だが、それはジゼルにとっては都合がよかった。自分の要である歌に問題があるとは知られたくなかったのだ。今こうして話せるのは、店主たちが歌姫ジゼルだと気付いていないからだ。
「経験や努力は見えないけど、自分の中に残るんだと思います。好きなことなら尚更そうなんじゃないかな」
「自分の中に残る?」
その言葉に店主は頷く。彼女にもまた不安になることがあるのだ。だが、そんな不安を吹き消してくれるのが近くにいる先輩たちである。
「私も不安になることがあるんです。でも、先を行く人たちがその経験や努力を力にしているのを見ると、年齢を重ねることは経験や技術を積み重ねていくことなんだなって思えるんです。経験や努力がしっかりと自分の中に残るように頑張らなきゃなって」
その言葉にジゼルは目を瞠り、そして気付く。
ずっと過去の自分に執着していたのは他でもないジゼル自身だったのだ。経験や努力を重ねたジゼルを皆は今も認め、受け入れている。だからこそ各地でジゼルを待つ人々がいる。
客席に立ち、彼女が歌いだしたときの皆の笑顔、そして曲が終わったときの割れんばかりの拍手と声援は今も変わらないのだ。
「先を行く人たちね。その中に私も入るのかしら?」
グラスを手に取り、ジゼルが尋ねる。今までのジゼルであれば、老いていくことは恐れであった。だが、経験と努力は自分の中に残るのであればその恐れもほんの少し軽くなる。

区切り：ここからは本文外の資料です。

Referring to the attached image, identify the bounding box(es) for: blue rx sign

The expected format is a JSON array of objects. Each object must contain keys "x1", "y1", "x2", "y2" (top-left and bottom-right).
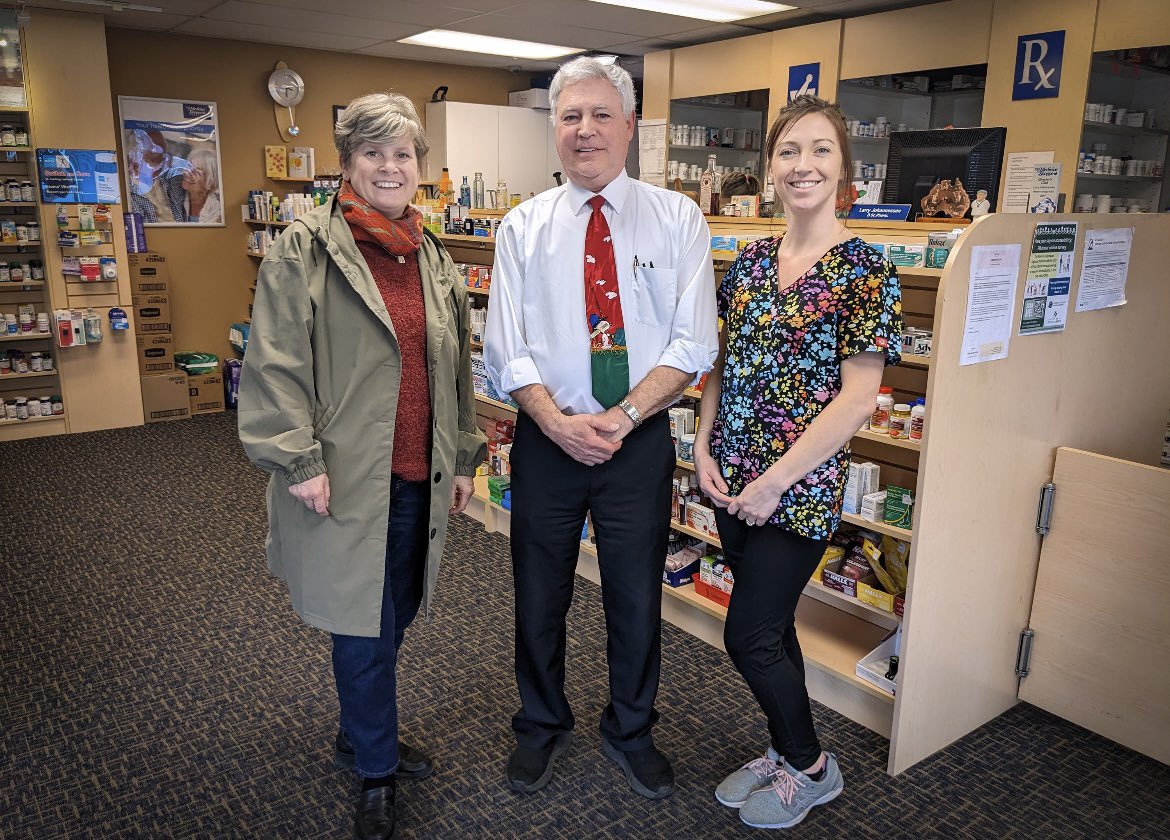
[{"x1": 1013, "y1": 30, "x2": 1065, "y2": 100}]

「はい! お店に入ってきたときからオシャレなお客さまだなと。スカーフもですし、リップの色とかも素敵で……いえ、ジロジロと見ていたわけではないんですよ! ほら、今はお客さまも他にいないので!」
「別に構わないわ」
日頃から人目を集めているジゼルにとっては大したことではないのだが、店主は動揺しあたふたとする。先程までの様子とはまったく違うその素振りに、ジゼルは内心で「おかしな子だわ」と思う。
そこには歌姫ジゼルではなく53歳の女性として見てオシャレだと褒められるくすぐったさもある。
再び口にしたユズという果実のほろ苦さとそれを美味しいと感じる自分に、ジゼルは歳を重ねることも悪くないと思えたのだった。